Idée reçue n°28 – « L’économie collaborative est une bonne chose pour la planète. »
Chaque semaine, le SEL décrypte une idée reçue sur le développement et la pauvreté. Ce que vous pensiez évident... ne l'est peut-être pas !
Tout au long de l’année, le SEL décrypte une idée reçue sur le développement et la pauvreté. Ce que vous pensiez évident… ne l’est peut-être pas ! Chaque jeudi matin, retrouvez ici cette chronique radio réalisée en collaboration avec Radio Arc-en-Ciel.
Gwladys (Radio Arc-en-Ciel) : LeBonCoin, BlaBlaCar. Les sites internet collaboratifs fleurissent en ligne. On en parle beaucoup de cette économie collaborative mais de quoi s’agit-il exactement ?
Nicolas (SEL) : L’expression d’économie du partage est parfois utilisée aussi. C’est la même chose. L’idée qui est derrière c’est de décrire un modèle économique où l’usage prédomine sur la propriété. Ce qui veut dire que l’on va chercher à augmenter l’usage d’un bien en le partageant, en l’échangeant, en le vendant ou encore en le louant. Dans le cas de BlaBlacar, on va partager un trajet en voiture. Avec LeBonCoin, ça concernera toutes sortes de biens ou de services. C’est l’essor des technologies numériques qui a permis de renouveler ce type d’économie.
Le constat qui est commun à ces démarches c’est que l’on n’utilise pas assez nos produits finalement ?
C’est ça. Avec l’économie collaborative on va chercher à augmenter l’usage d’un bien. Cette optimisation est une réaction à la sous-utilisation supposée des biens. Ce constat n’est d’ailleurs pas totalement dénué de fondement. L’ADEME, l’Agence de l’environnement et de la maîtrise de l’énergie, a ainsi indiqué que 40 % des congélateurs et des réfrigérateurs remplacés en 2011 étaient encore en état de fonctionner. Pour ce qui est des téléphones portables, leur durée technique est estimée à plus d’une dizaine d’années et pourtant les français changent le leur en moyenne tous les deux ans et demi.
C’est ce qui explique pourquoi l’économie collaborative a une bonne réputation en matière d’environnement ?
Effectivement. En permettant la réutilisation d’un bien ou sa mutualisation, l’économie collaborative (ou économie du partage) semble a priori s’inscrire dans une démarche respectueuse de l’environnement. C’est d’ailleurs un élément qui est souvent mis en avant par les acteurs du secteur.
On pourrait dire que le succès de ce type de pratique est lié à une meilleure prise de conscience environnementale de la part des citoyens ?

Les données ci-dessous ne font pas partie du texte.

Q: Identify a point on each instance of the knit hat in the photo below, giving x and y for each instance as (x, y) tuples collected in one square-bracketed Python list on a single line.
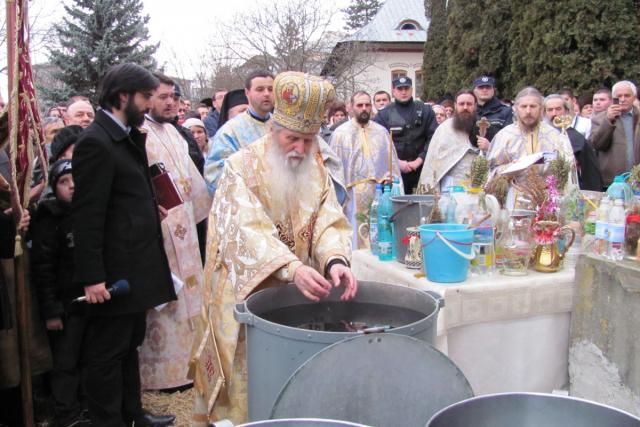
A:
[(65, 137), (57, 170), (231, 99)]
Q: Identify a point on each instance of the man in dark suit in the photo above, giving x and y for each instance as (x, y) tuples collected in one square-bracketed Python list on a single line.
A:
[(117, 236)]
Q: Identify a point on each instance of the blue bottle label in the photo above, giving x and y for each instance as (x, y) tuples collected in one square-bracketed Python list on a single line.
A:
[(616, 233)]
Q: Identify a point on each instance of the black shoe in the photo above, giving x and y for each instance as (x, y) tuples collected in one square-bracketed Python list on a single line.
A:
[(78, 422), (149, 420)]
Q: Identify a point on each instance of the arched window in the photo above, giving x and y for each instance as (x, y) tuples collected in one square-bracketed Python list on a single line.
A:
[(398, 73), (409, 25), (418, 84)]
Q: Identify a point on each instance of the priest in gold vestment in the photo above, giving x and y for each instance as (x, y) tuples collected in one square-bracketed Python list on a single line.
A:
[(363, 146), (164, 354), (528, 135), (275, 219)]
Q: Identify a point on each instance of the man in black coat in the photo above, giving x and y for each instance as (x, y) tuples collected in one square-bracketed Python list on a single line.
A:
[(412, 124), (589, 177), (116, 227), (489, 106)]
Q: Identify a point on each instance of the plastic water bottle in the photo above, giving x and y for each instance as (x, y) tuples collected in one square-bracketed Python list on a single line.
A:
[(396, 190), (616, 231), (602, 218), (452, 205), (483, 242), (385, 231), (373, 220)]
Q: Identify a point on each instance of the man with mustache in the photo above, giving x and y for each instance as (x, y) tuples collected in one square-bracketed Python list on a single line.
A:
[(528, 135), (363, 146), (454, 145), (117, 235), (164, 356), (275, 219)]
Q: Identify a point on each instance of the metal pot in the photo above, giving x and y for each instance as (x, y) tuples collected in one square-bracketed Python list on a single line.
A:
[(291, 422), (530, 410), (277, 344), (407, 211)]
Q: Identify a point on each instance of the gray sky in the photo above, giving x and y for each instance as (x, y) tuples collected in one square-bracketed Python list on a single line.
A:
[(182, 27)]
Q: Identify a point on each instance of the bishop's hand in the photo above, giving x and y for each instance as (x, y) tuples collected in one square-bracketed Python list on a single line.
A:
[(342, 275), (311, 283)]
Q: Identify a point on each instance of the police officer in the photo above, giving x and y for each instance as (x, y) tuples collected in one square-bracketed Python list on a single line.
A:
[(489, 106), (411, 124)]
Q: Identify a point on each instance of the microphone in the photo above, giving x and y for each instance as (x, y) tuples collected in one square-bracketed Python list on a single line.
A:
[(118, 288)]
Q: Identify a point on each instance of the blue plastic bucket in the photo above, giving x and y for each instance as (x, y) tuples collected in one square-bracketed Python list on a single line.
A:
[(446, 250)]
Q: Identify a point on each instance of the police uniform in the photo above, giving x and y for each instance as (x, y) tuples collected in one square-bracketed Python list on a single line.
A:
[(412, 125), (498, 114)]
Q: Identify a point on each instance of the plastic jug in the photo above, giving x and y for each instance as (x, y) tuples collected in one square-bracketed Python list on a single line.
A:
[(619, 189)]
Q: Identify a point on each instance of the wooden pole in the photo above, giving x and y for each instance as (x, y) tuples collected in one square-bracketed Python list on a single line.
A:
[(22, 296)]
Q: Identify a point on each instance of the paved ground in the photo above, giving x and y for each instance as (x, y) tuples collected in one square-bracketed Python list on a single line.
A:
[(178, 403)]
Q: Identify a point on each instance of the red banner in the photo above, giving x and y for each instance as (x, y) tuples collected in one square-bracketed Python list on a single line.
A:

Pour certaines personnes ça peut être le cas. Mais pour la grande majorité, la motivation principale est surtout d’ordre financier. Les consommateurs espèrent augmenter leur pouvoir d’achat. C’est ce qu’a montré notamment une enquête du CREDOC, le Centre de recherche pour l’étude et l’observation des conditions de vie. L’effet environnemental de l’économie collaborative n’était cité que par 30 % des sondés quand la motivation financière était plébiscitée par 67 % des répondants. Concrètement, ça signifie que l’économie collaborative ne va pas forcément entraîner une moindre consommation globale. L’argent économisé va pouvoir servir à d’autres dépenses. On parle alors « d’effet rebond ».

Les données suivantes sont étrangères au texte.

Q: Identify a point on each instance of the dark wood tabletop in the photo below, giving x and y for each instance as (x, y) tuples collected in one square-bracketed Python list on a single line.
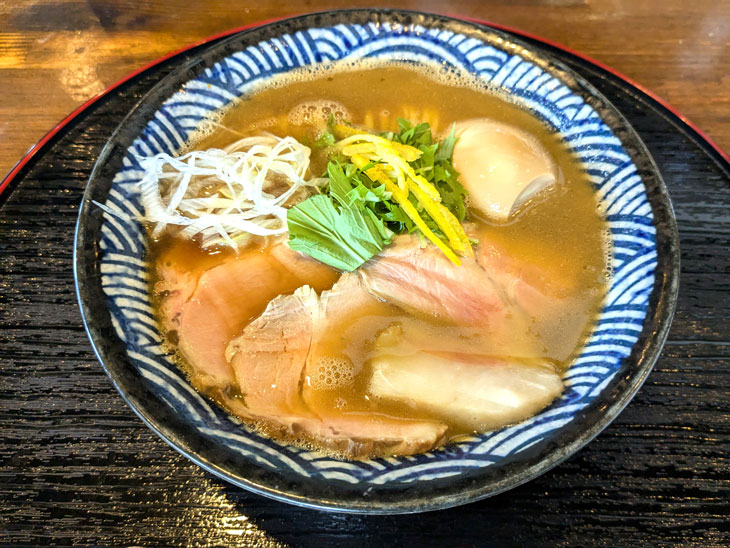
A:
[(55, 54), (77, 467)]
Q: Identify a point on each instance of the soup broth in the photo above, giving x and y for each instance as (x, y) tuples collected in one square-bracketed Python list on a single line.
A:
[(559, 235)]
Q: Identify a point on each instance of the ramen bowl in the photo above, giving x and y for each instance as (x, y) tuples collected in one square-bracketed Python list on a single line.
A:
[(112, 271)]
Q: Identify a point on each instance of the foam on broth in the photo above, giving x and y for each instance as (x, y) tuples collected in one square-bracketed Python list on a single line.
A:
[(562, 230)]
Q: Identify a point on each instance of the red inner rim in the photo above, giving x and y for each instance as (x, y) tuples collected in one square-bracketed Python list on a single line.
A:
[(63, 123)]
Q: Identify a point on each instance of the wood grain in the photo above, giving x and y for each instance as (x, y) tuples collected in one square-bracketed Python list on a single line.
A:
[(56, 54), (77, 467)]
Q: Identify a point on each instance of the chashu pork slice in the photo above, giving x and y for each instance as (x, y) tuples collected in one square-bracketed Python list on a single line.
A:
[(202, 310), (421, 280), (271, 360)]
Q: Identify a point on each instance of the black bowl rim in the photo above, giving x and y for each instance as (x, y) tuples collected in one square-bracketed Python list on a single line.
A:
[(310, 493)]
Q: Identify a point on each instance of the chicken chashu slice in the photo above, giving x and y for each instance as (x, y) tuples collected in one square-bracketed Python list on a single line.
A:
[(276, 352)]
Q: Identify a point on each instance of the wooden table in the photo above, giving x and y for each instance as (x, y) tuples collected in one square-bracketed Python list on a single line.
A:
[(56, 54), (78, 467)]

Est-ce que l’on pourrait trouver d’autres limites qui amènent à relativiser le bénéfice de l’économie collaborative pour la planète ?
Oui. Sur le long terme, ce type de pratique peut avoir des effets ambivalents. Une forte demande de covoiturage peut ainsi inciter les pouvoirs publics à construire moins de lignes de transport en commun. En allongeant la durée de vie d’un produit, on peut aussi ralentir la diffusion de progrès technologiques qui permettent de diminuer la consommation énergétique. En effet, pour des produits comme les automobiles ou les réfrigérateurs, les gains entre générations de produits peuvent être considérables. Mais tout ça ne doit pas non plus nous faire tout rejeter en bloc. Il faut seulement veiller à faire de l’économie du partage une économie durable.
Pour aller plus loin : Alternatives économiques, L’économie collaborative : un bon plan pour la planète ?, dans La méthode Hollande va-t-elle enfin marcher, octobre 2015, n°350, p. 66.